This project is a student project developed for the Scholarly QALD Challenge 2024: https://kgqa.github.io/scholarly-QALD-challenge/2024/. Our Fine-Tuned Flan-T5-Large designed for Question Answering with contextual information (with the dataset rausch/cleaned-old-dataset-6000Q) is available at wepolyu/KGQA-1.

Installation

[!Note] Python version 3.12.

To install the verbalizer, follow these steps:

  1. Download the output.tar.gz file from the following link.

  2. Place the downloaded file in the graph2text folder:

    cd src/data/verbalizer/graph2text
  3. Unpack the file in the graph2text folder:

    tar -xvf output.tar.gz
  4. Run the following commands to combine and extract the model files:

    cd outputs/t5-base_13881/best_tfmr
    cat pytorch_model.bin.tar.gz.parta* > pytorch_model.bin.tar.gz
    tar -xzvf pytorch_model.bin.tar.gz

Before executing the experiment, ensure to install the source code as a package by running the following command:

pip install -r requirements.txt

and then install the required dependencies by running:

pip install -e .

Usage

We have created 2 main Pipelines

  1. Demo Pipeline:

    • Input: A question and an Auto-ID.
    • Process:
      • Searches the DBLP and OpenAlex Knowledge Graphs for relevant information (triples).
      • Performs triple extraction, prompt generation, and zero-shot prompting.
    • Output: Provides the answer based on the gathered data.
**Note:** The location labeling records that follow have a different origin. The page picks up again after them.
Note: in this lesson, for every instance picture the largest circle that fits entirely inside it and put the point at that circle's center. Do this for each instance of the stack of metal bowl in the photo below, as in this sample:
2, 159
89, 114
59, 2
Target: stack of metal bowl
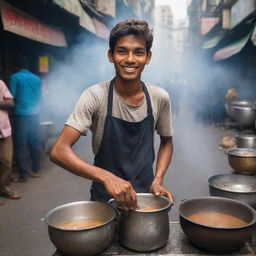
234, 186
243, 112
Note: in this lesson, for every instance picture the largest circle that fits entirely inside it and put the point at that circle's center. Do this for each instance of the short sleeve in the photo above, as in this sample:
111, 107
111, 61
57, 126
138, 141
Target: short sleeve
164, 122
5, 92
85, 109
13, 86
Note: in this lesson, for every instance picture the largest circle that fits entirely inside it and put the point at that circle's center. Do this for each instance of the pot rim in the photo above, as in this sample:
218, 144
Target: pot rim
226, 190
253, 222
245, 136
167, 207
231, 151
76, 203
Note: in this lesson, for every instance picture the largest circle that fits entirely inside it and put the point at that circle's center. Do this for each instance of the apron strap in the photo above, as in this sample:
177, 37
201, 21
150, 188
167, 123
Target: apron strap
110, 98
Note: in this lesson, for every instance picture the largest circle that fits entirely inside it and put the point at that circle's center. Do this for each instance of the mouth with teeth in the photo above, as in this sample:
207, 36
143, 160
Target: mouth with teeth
129, 69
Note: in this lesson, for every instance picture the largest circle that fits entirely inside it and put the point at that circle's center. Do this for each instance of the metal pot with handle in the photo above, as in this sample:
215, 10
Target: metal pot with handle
146, 228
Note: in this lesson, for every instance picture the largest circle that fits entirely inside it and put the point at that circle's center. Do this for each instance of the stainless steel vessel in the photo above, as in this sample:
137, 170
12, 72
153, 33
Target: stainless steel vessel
229, 106
242, 160
234, 186
146, 230
246, 141
214, 239
81, 242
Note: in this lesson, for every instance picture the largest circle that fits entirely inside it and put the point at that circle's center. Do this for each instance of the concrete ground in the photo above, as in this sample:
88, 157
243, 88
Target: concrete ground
23, 231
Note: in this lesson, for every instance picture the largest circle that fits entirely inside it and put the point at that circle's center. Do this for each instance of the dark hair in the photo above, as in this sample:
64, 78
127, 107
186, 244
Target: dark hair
21, 62
137, 28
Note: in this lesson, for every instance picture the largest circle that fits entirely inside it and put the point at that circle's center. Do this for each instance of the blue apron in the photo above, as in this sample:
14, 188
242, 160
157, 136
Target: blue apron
126, 150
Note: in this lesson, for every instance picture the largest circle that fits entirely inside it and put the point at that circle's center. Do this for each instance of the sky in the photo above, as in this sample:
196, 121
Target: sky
179, 7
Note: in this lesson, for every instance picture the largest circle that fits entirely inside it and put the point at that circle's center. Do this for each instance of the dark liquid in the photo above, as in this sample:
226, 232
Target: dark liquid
80, 224
215, 219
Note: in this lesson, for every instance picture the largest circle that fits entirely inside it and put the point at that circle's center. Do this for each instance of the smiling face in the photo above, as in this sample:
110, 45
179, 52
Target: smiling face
129, 57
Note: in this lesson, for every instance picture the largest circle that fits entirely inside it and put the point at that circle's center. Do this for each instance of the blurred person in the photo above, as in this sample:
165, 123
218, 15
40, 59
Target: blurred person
26, 90
6, 146
123, 115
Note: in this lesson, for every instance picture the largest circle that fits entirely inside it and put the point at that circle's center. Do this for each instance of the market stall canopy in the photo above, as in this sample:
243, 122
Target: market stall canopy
234, 47
213, 41
253, 37
74, 7
22, 24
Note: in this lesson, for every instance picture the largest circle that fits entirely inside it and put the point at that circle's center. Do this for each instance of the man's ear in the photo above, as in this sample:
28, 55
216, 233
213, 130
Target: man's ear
110, 56
149, 55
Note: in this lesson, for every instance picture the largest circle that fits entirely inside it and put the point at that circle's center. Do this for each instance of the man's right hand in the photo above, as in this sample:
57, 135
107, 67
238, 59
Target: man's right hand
122, 191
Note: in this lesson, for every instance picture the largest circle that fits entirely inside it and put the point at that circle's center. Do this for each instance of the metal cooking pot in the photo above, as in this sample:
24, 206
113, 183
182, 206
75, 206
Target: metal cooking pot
142, 230
239, 103
81, 242
219, 240
244, 116
240, 163
246, 140
234, 186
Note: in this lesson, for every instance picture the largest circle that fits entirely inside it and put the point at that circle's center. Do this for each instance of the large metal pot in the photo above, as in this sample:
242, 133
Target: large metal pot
241, 163
219, 240
86, 241
234, 186
244, 116
246, 140
239, 103
143, 230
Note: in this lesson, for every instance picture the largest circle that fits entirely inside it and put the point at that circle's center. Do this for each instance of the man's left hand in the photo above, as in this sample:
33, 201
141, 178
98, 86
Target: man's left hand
159, 190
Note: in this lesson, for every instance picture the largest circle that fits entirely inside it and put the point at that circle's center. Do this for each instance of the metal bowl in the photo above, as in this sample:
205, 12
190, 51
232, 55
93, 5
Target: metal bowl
219, 240
146, 228
244, 116
229, 106
81, 242
246, 141
240, 163
234, 186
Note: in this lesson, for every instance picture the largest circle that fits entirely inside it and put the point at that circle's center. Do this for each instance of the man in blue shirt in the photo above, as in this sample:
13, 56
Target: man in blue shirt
26, 90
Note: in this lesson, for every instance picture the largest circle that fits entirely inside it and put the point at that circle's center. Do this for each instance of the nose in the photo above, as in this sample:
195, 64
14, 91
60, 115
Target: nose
130, 57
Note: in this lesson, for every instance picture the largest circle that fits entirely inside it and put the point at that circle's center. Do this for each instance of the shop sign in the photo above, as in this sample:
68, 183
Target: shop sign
87, 22
106, 7
207, 23
240, 10
101, 29
43, 64
226, 18
25, 25
212, 42
231, 49
72, 6
253, 37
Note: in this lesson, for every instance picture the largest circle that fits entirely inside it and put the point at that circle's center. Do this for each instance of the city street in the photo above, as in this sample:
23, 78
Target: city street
196, 157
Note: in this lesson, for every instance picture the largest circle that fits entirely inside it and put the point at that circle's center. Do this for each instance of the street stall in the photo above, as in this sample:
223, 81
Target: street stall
177, 245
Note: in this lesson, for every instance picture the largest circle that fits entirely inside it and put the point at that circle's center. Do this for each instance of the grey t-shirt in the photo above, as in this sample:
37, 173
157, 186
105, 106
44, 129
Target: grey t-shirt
91, 110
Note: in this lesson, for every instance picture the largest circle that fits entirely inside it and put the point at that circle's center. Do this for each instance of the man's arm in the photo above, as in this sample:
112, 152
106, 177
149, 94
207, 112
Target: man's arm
164, 157
63, 155
6, 104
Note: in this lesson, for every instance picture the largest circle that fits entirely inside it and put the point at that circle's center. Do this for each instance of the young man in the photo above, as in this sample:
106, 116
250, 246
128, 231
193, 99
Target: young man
26, 90
6, 147
122, 115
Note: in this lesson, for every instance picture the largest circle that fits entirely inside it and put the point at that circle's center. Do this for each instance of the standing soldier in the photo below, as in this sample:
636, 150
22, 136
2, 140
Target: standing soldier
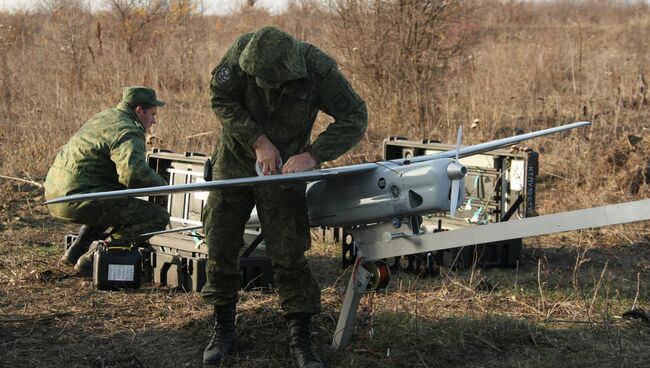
108, 153
266, 92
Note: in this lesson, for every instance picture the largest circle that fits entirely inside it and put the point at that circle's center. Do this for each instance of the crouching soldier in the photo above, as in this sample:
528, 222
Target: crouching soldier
108, 153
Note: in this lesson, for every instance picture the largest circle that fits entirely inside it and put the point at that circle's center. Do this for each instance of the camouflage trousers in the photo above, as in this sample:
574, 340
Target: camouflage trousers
133, 216
285, 226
    To use the demo pipeline, run:

    python src/main.py --pipeline demo --question "Your Question Here" --auto_id "Your Auto-ID Here"
  2. Challenge Dataset Creation Pipeline:

    • Input: Parameters required for the dataset generation.
    • Process:
      • Collects and processes data from DBLP and OpenAlex Knowledge Graphs.
      • Generates and formats the dataset suitable for the Scholarly QALD Challenge.
    • Output: A dataset ready for use in the challenge.

    To create the challenge dataset, run:

    python src/main.py --pipeline create_dataset --parameters "Your Parameters Here"

Component Testing

  • Description: Allows testing of each individual component of the system sequentially.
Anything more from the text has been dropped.